Dossiê de crises: O rastro de escândalos nas escolas cívico-militares do Paraná

Desde a implementação do modelo pelo governo estadual, uma série de episódios graves rompeu o silêncio dos muros escolares. Abaixo, detalho os principais eixos de denúncias que mobilizam o Ministério Público e o Supremo Tribunal Federal (STF).

1. Violência física e “Pedagogia do Medo”

O uso de técnicas de contenção militar contra adolescentes é uma das denúncias mais recorrentes.

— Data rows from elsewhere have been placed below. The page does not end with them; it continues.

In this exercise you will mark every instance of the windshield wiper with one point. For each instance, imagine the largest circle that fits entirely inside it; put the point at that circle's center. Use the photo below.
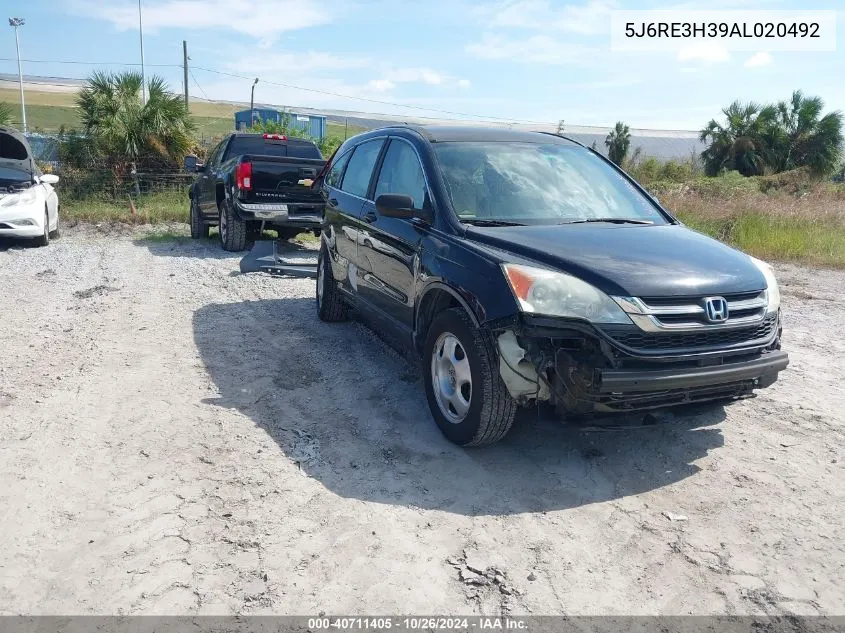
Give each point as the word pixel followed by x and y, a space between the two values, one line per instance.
pixel 611 221
pixel 483 222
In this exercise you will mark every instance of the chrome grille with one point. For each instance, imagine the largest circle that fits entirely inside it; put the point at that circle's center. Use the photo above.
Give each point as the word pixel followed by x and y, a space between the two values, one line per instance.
pixel 697 339
pixel 688 314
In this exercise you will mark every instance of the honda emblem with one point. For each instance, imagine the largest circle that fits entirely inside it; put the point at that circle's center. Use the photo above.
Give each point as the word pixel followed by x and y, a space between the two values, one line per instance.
pixel 716 309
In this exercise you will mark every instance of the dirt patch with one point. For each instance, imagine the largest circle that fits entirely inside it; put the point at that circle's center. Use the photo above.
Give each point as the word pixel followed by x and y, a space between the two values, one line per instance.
pixel 200 443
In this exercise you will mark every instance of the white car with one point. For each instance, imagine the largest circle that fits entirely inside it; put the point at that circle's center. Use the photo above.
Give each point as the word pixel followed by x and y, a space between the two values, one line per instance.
pixel 29 206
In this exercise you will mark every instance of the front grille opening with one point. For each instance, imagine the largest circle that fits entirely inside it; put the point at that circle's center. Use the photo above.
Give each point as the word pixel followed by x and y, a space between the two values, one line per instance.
pixel 715 338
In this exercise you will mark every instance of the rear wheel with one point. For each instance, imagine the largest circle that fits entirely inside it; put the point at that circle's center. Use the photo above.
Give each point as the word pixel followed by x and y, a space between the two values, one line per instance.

  • Ameaça com arma de fogo: Em março de 2026, no Colégio Estadual Cívico-Militar Jardim Maracanã, em Toledo, um monitor militar aposentado sacou uma arma e a apontou para o rosto de uma funcionária de 65 anos na frente dos alunos, proferindo insultos misóginos.
  • Agressões e “Mata-leão”: Relatos de monitores aplicando golpes físicos em estudantes de 12 e 13 anos para “conter indisciplina” foram registrados em cidades como Curitiba e Ponta Grossa.
  • Exposição a armamentos: Em unidades da capital, estudantes foram expostos a exibições de armas de alto calibre dentro do ambiente escolar como parte de “atividades de civismo”, gerando repúdio de entidades de direitos humanos.

2. Casos de assédio e crimes sexuais

A convivência entre militares da reserva e estudantes adolescentes gerou situações críticas:

  • Investigação da BBC (2026): Uma reportagem de grande repercussão expôs uma rede de denúncias de assédio sexual contra alunas praticado por PMs no Paraná. Em Cornélio Procópio, o desligamento de um monitor só ocorreu após decisão judicial, evidenciando falhas na fiscalização interna da Secretaria de Educação (SEED).
  • Abusos em São José dos Pinhais: Em agosto de 2024, um monitor foi encaminhado à delegacia após ser acusado de abuso sexual por duas alunas de 12 anos.

3. Restrições estéticas e “Prisão Escolar”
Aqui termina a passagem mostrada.